The fatal accident occurred on 4 March 1962. A Douglas DC-7C named Star of Robbie Burns (registration: G-ARUD) operating the Douala—Lisbon sector of Caledonian Airways flight 153 (a Lourenço Marques – Luxembourg charter on behalf of Trans Africa Air Coach of London) crashed shortly after a night takeoff from Douala Airport's runway 12, killing all 111 occupants (ten crew and 101 passengers). At the time of the accident, the weather was very hot and humid. After a long takeoff run on the airport's 9350 ft long runway, the aircraft gained insufficient height to clear the trees close to the runway end. The aircraft's port wing struck trees 72 ft above aerodrome elevation, some 2300 yd from the runway end and 500 yd from the extended centreline. This resulted in the aircraft crashing into a tidal swamp and exploding on impact. Although this was the only fatal accident in Caledonian's history, it was the deadliest air disaster in British aviation history at the time. The commission of inquiry probing the accident determined that the evidence at the crash site seemed to suggest that a jammed elevator spring tab mechanism prevented the aircraft from attaining sufficient height to clear the obstacles in the runway end's vicinity. This would have resulted in abnormal elevator control forces during takeoff. It was also consistent with tests showing this to prolong takeoff runs that had an attendant risk of losing height during flap retraction when the aircraft became airborne. The commission of inquiry also described a number of adverse features that might have aggravated the circumstances in which the accident occurred. It had furthermore not been able to exclude the possibility of an instrument failure as a probable accident cause as the instruments were either not recovered or too damaged for a valid expert examination.

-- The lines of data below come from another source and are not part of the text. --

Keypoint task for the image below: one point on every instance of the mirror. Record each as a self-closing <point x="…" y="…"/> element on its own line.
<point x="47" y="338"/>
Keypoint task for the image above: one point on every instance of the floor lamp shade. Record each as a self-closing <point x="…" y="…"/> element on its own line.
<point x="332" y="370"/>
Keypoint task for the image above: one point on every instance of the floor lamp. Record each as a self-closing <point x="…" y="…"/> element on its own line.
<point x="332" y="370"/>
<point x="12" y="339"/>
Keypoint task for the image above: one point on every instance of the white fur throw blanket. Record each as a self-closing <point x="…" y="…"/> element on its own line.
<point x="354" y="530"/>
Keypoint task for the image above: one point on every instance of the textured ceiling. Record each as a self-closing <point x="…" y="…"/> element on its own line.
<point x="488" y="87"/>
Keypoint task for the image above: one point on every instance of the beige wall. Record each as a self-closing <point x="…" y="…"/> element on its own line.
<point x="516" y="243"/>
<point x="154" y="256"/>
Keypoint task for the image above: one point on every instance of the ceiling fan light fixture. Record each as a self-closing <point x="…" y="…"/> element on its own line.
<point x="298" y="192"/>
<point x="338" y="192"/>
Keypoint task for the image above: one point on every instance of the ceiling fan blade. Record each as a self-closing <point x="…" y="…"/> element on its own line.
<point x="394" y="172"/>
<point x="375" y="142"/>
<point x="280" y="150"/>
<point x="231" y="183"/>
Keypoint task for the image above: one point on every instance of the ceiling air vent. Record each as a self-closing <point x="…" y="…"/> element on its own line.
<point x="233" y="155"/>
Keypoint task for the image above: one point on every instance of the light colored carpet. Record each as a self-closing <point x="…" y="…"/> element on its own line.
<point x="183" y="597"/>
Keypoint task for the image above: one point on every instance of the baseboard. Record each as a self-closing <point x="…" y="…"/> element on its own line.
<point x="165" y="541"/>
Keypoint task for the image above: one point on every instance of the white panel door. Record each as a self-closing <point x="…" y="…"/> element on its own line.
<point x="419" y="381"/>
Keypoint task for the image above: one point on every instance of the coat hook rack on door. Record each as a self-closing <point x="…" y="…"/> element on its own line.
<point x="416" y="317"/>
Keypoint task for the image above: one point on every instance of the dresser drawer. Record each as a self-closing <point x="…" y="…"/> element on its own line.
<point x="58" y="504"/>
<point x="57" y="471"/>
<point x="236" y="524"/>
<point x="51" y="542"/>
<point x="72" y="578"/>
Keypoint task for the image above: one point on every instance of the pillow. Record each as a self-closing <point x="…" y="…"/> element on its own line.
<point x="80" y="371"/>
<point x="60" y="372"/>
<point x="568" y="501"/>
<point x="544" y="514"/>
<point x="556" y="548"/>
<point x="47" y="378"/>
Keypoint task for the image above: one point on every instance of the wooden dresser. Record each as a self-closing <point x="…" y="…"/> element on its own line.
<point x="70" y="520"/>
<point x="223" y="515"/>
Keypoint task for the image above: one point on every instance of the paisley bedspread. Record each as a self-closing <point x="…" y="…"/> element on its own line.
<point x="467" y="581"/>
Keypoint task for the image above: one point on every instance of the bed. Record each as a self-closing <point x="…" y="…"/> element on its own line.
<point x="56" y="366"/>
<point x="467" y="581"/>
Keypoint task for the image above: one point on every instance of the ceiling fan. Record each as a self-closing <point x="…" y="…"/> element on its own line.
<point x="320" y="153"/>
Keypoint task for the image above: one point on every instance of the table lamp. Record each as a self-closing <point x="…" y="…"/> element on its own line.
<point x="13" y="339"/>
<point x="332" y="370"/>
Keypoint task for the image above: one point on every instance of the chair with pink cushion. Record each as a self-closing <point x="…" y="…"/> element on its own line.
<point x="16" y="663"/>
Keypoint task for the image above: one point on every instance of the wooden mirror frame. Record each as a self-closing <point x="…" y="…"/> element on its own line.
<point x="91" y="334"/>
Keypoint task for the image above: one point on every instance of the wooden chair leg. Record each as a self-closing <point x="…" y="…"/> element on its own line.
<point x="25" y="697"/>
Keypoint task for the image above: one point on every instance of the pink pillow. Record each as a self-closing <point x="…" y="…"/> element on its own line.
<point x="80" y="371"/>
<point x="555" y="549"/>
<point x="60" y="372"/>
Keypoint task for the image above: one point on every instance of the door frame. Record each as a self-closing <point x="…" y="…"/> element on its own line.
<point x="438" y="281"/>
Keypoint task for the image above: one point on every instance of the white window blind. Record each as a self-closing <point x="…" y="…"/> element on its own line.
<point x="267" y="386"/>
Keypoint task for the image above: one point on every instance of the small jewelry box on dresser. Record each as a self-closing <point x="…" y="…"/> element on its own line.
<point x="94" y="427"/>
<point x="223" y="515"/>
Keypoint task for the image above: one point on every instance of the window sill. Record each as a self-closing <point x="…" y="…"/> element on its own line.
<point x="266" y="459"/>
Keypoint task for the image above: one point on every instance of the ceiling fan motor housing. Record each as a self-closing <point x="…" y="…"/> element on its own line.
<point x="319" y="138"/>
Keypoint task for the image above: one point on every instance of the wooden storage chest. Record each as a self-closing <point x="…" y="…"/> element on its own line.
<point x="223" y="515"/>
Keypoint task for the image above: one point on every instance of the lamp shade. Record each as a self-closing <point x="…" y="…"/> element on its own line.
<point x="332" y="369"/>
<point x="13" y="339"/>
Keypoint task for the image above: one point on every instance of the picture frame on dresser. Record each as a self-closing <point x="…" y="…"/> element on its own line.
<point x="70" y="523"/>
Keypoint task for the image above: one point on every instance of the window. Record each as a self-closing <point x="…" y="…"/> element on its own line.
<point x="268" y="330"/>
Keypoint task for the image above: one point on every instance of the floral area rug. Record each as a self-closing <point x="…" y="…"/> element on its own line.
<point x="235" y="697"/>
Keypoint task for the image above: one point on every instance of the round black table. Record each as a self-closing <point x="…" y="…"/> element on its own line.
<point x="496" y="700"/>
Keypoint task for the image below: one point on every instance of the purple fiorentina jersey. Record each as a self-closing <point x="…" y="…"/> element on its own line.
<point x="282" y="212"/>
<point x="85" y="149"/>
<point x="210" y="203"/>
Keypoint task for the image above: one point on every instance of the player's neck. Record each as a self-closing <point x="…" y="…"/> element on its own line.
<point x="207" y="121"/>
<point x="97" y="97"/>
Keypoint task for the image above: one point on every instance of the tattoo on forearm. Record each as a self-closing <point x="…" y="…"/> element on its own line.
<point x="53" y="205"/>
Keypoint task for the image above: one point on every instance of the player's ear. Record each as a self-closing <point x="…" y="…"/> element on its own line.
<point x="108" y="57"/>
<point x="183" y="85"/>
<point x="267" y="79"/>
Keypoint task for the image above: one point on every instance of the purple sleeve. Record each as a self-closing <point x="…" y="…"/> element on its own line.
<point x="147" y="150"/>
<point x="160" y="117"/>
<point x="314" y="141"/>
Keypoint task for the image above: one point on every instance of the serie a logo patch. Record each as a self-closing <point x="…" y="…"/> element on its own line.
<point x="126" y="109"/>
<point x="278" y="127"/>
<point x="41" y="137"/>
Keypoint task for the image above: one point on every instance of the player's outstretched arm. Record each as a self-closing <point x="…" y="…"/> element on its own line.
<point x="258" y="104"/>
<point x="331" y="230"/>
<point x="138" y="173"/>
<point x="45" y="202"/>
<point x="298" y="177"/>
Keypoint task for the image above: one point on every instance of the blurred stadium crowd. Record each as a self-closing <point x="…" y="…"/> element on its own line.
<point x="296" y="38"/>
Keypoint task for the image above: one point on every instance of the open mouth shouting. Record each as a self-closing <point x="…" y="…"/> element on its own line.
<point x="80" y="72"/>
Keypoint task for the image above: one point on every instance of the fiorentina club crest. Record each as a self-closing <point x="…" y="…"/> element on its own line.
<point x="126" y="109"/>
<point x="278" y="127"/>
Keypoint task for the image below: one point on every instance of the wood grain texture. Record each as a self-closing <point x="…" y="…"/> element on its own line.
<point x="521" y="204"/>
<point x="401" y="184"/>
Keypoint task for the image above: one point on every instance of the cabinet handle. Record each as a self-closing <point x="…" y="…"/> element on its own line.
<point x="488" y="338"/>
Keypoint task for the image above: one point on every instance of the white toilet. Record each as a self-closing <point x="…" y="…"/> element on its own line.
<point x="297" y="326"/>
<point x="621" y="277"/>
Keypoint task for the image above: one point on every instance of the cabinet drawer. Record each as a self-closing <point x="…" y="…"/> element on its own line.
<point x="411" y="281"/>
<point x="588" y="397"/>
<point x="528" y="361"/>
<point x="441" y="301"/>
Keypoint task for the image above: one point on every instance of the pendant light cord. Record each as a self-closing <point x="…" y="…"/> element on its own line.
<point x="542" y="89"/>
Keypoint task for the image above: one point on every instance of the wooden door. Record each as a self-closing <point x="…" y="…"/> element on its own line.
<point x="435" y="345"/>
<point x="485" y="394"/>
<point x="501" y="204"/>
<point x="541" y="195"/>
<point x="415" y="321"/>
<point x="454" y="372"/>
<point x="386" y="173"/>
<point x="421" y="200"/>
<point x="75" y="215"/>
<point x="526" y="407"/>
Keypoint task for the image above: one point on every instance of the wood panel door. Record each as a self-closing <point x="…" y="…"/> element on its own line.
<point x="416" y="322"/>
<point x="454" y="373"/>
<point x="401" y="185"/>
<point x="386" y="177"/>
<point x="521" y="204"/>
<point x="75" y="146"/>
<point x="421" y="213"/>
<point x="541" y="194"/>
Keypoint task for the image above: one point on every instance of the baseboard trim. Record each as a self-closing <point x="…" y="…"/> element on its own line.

The non-fatal accident occurred on 28 September 1964. A Douglas DC-7C (registration: G-ASID) operating Caledonian's flight 355 from London Gatwick via Istanbul Yeşilköy to Singapore crash-landed 236 ft short of the threshold of Yeşilköy's runway 24 when the aircraft's left main gear struck the ground in line with the runway. This had caused the aircraft to bounce and touch down again 14m further on, which in turn resulted in the nose gear collapsing and engines no. 1 and 2 breaking off, followed by the separation of the entire port wing. The fuselage, which skidded 850 ft down the runway, caught fire. Although the aircraft was completely destroyed, all 97 occupants (eight crew and 89 passengers) miraculously survived. The crash-landing followed an abandoned approach to Yeşilköy's runway 24 in heavy rain. The approach was abandoned because the pilot-in-command could not see the runway lights. During the second approach VHF communications were lost for a short time due to the tower transmitter's failure. When transmission resumed, the plane's flightdeck crew reported lightning and heavy turbulence during its descent, and sighting the runway while descending to 500 ft. This was followed by a slight correction to the right when the pilot-in-command ordered the deployment of full flaps and a reduction in power. It resulted in the plane sinking too quickly just short of the runway. Ordering an immediate increase in power did not prevent the plane from touching the ground short of the runway threshold. The subsequent accident investigation concluded that the probable cause was threefold:
1. the late selection of full flaps and power reduction during the second approach,
2. the crew's inability to control the height precisely due to heavy rain and poor visibility, and
3. the delay in ordering a power increase. The latter resulted in the aircraft undershooting the runway.